Group work simulates applying knowledge in an organization. With group work, there is the potential for learners to benefit from diverse perspectives and sharing of experiences. Learners can also undertake more challenging assignments in group work. Indeed, students may have selected a particular online program because of the qualifications of the student body and the peer group associations available to them. Despite the numerous benefits of group work, obstacles exist. Demanding schedules, different time zones, the potential free-riders, and conflicting personalities are examples of significant challenges for online learners (Chang & Kang, 2016). These challenges are particularly significant in an asynchronous online program.
Not all group interaction must require that the group produce a single work product. If students in the course have multiple interactions within their small group, some assignments can be designed to allow the options of working individually, working with the entire group or a subset of the group, or simply consulting with others in the group while making individual submissions. This layered approach to course design achieves the goal of building bridges between peers while providing learners the flexibility to customize their approach and express their preferred approach to learning for some important submissions.
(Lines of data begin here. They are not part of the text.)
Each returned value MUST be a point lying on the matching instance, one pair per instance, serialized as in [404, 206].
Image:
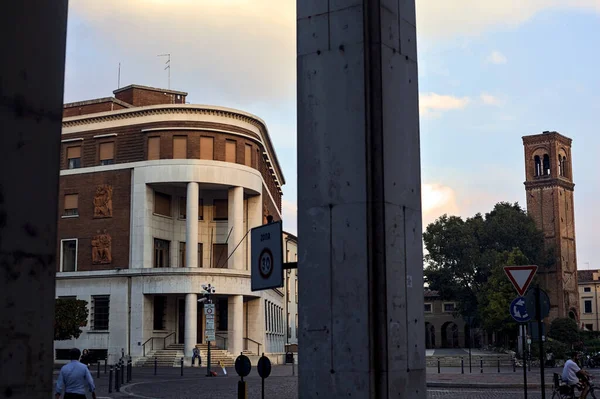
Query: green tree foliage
[465, 256]
[564, 330]
[70, 316]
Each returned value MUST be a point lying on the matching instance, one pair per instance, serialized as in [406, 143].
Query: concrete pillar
[191, 327]
[235, 324]
[30, 119]
[236, 221]
[254, 220]
[191, 226]
[359, 197]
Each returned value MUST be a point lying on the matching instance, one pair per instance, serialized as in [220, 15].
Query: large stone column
[235, 324]
[191, 327]
[191, 226]
[359, 197]
[254, 220]
[31, 92]
[236, 221]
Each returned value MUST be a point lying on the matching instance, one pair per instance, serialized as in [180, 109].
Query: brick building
[549, 188]
[157, 198]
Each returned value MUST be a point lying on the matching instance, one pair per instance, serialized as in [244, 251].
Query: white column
[254, 220]
[235, 324]
[191, 326]
[191, 226]
[236, 221]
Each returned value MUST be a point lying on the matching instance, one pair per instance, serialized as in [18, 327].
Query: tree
[70, 316]
[463, 255]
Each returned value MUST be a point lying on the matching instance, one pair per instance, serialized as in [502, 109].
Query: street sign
[520, 276]
[518, 310]
[267, 257]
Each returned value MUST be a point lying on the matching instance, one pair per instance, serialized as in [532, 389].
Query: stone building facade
[157, 197]
[549, 188]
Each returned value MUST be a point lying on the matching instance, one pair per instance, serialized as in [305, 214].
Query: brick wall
[85, 227]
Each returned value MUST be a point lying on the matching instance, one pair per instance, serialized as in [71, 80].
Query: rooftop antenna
[168, 66]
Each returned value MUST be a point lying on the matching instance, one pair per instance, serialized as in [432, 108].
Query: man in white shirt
[574, 376]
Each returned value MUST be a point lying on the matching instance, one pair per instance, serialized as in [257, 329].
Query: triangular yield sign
[520, 277]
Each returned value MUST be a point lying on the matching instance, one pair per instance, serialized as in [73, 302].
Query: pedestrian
[73, 378]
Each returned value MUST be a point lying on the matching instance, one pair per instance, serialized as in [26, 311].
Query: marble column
[235, 324]
[236, 221]
[31, 86]
[191, 326]
[191, 226]
[359, 201]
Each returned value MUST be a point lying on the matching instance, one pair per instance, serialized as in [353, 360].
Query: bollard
[110, 380]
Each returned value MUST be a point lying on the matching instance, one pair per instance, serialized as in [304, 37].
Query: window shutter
[206, 148]
[179, 147]
[153, 148]
[107, 151]
[230, 151]
[74, 152]
[71, 201]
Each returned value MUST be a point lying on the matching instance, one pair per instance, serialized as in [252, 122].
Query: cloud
[446, 19]
[496, 58]
[430, 104]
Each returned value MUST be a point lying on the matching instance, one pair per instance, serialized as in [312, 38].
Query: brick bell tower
[549, 189]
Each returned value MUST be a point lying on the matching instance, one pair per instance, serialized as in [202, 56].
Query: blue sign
[518, 310]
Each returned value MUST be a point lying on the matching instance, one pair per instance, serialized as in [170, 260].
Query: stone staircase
[169, 357]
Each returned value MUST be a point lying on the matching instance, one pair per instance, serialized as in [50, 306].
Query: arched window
[546, 165]
[537, 164]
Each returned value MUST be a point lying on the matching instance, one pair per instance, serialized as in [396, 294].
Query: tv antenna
[168, 63]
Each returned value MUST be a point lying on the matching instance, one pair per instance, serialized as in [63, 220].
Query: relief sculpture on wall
[103, 201]
[101, 249]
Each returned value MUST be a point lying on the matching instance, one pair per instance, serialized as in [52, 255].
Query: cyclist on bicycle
[575, 376]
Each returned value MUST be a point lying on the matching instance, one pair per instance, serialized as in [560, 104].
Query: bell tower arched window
[537, 165]
[546, 165]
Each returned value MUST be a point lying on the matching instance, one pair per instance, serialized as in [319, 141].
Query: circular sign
[264, 367]
[265, 263]
[242, 366]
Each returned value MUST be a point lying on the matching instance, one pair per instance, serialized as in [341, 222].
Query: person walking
[73, 378]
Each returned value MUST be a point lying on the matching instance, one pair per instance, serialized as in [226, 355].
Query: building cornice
[180, 109]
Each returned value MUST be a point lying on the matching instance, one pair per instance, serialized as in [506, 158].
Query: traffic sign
[518, 310]
[520, 276]
[267, 257]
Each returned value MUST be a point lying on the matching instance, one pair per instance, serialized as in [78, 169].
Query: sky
[490, 72]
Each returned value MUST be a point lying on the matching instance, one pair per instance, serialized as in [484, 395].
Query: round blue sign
[518, 310]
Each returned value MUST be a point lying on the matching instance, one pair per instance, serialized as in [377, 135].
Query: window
[219, 256]
[107, 153]
[160, 305]
[221, 212]
[449, 307]
[71, 205]
[230, 153]
[161, 253]
[162, 204]
[179, 147]
[206, 148]
[74, 157]
[68, 255]
[100, 312]
[248, 155]
[153, 148]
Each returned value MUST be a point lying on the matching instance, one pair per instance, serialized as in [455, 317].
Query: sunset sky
[490, 73]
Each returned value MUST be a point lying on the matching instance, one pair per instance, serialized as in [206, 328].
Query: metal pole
[538, 311]
[524, 368]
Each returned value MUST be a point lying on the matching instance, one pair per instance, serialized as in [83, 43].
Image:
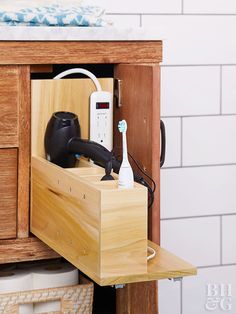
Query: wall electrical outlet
[101, 118]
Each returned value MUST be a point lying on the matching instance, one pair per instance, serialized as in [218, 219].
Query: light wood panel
[9, 80]
[78, 219]
[141, 109]
[63, 52]
[23, 152]
[8, 192]
[49, 96]
[29, 249]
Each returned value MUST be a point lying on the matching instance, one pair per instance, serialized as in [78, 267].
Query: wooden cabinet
[136, 64]
[8, 192]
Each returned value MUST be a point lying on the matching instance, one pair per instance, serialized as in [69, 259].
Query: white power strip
[101, 118]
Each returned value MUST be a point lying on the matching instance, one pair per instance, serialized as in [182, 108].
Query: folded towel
[52, 13]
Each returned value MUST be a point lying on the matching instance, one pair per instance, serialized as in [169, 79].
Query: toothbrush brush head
[122, 126]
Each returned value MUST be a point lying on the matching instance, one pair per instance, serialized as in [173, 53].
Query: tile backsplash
[198, 106]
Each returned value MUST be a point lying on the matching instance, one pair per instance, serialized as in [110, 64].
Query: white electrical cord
[99, 88]
[80, 71]
[152, 255]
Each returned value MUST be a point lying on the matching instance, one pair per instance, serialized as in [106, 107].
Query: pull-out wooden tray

A prescriptive approach to achieve a flexible course design is incomplete without consideration of how learners actually behaved when given options. The data included in the presentation were collected to assess the choices actually made by the learners and to validate the design objectives using feedback related to motivation and level of satisfaction.
This session aligns with the “Teaching and Learning Practice” track and the “Present and Reflect” session type. Our time together will include a 30-minute introduction where the participants will evaluate the elements of a course in an asynchronous online MBA program designed to promote active learning and collaboration along with data related to how the design was implemented and received by the learners. After 5 minutes of individual self-reflection, participants will engage in 10 minutes of Q&A where they can role play and discuss the challenges of innovative course design,
During the first 30 minutes, Dr. Karen Conner, Director of Academic Innovation in the Raymond A. Mason School of Business at William & Mary, will describe:
- the overall design of the online program and the assignments within one course that offer an innovative and learner-centric approach to online group work. For six important assignments within that course, learners had the option of individual work, group work with a single work product, or consultation with some or all of the members of their small group;
- the criteria used to place students into groups and the guidelines for group work; and
- the data collected to assess the behavior and attitudes of learners when given options for collaboration including their perceptions of depth of learning and satisfaction with the learning environment created by the course design.
Karen will begin with the following prompt for self-reflection:
- Choose a role of either instructor or learner (or both) and consider what challenges or responses you might expect when implementing an online course designed to foster active learning and collaboration.
During the 10-minute discussion, participants will share their idea(s) from the 5-minute reflection and brainstorm about how to encourage new thinking in an asynchronous online environment to promote collaboration and active learning. Participants may tweet their ideas using the hashtags: #OLCInnovate #OnlineGroupWork
Karen will share all presentation materials with conference attendees and will post to the conference website.
Arbaugh, J. B. (2010). Online and blended business education for the 21st century: Current research and future directions. Oxford, UK: Chandos.